I dabble in web stuff (making websites in some form or other), because I'm comfortable with the internet and basic mark-up, and because I can't seem to shake this habit of doing things myself whenever I think I can do better than what's already out there. I'm not a graphic designer or an illustrator, but I have some training in user interface and interaction and I know how to create content and structure information, and I know my way around a stylesheet.
My 9 to 5 with the Center for Health & the Social Sciences at the University of Chicago involves a lot of different type of work, but redesigning the website was one of my biggest projects. This site was created in Dreamweaver, to support an existing Adobe Contribute content management system that was in place before I started. Although the site uses Dreamweaver templates, I manually coded nearly all of the layout and design elements. While I'm pleased with the design, I think the creation of entirely new web content and a large-scale restructuring of the information architecture underlying the Center's web presence is an even greater accomplishment.

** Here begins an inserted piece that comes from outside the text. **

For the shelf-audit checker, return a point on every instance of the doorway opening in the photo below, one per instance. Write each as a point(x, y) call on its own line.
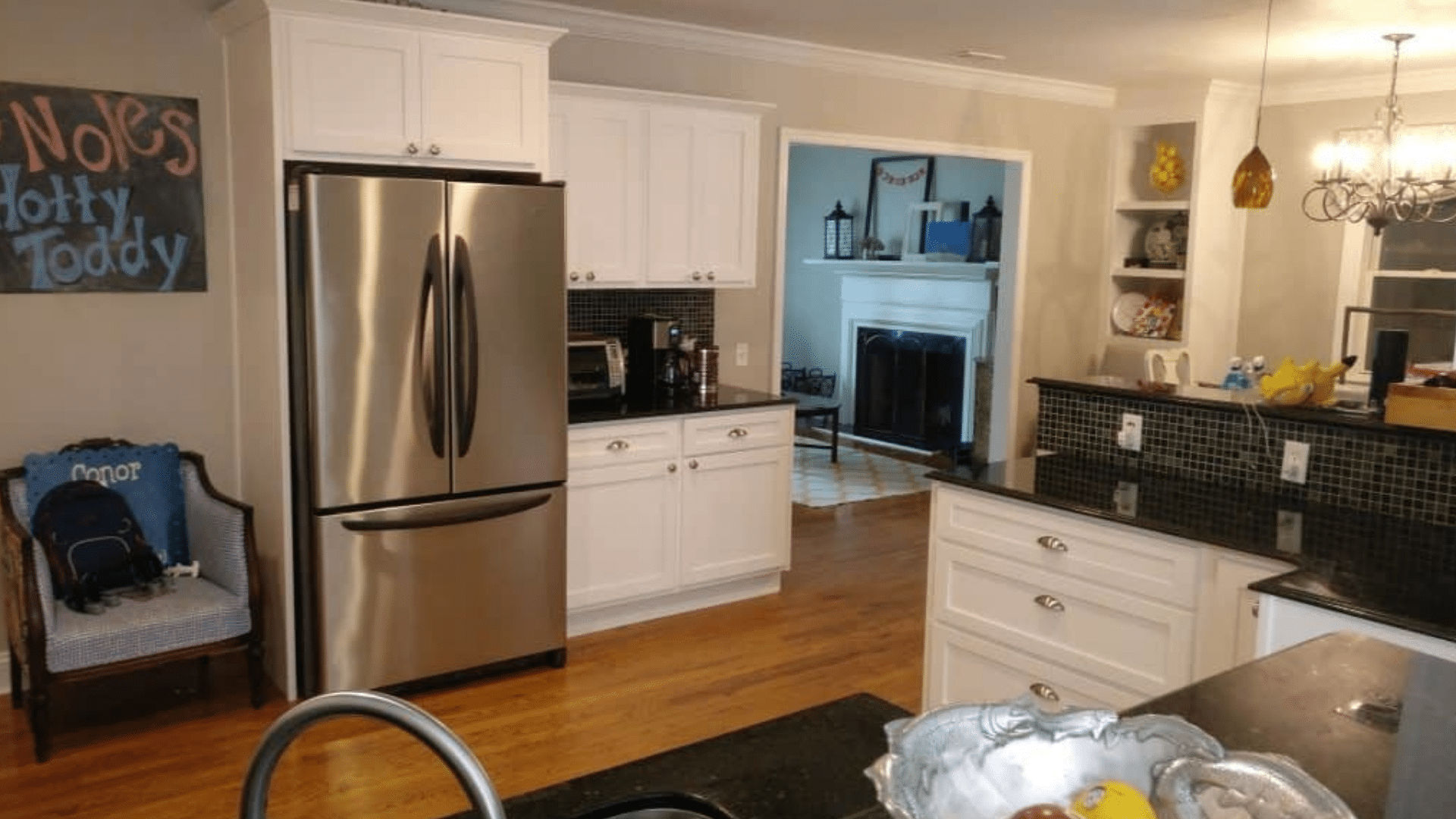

I created bikeCHI.org when I realized that Chicago was lacking a good reference site for information on the city's vibrant bike community. While there are excellent blogs and forums dedicating to the Chicago bike scene, all of which have extensive blogrolls and lists of links to other sites, none of these gave me the information I wanted, presented in the way I wanted it presented. bikeCHI.org has the same links as many other sites, but it links only to recent, up-to-date content, and it offers descriptions of each linked site. With integrated Google Calendar support, I'm hoping to expand this site into a more comprehensive resource for cyclists around Chicago right now. This site is powered by Joomla, a flexible and powerful open-source CMS.
Brewing Notes is a small personal project, but is a good example of a Wordpress-powered blog that can be put together quickly (and cheaply). I use this site to collect all of my notes from our homebrewing attempts, allowing me to access them on-the-go. And, of course, it's possible other people might stumble upon it and find our experiences enlightening.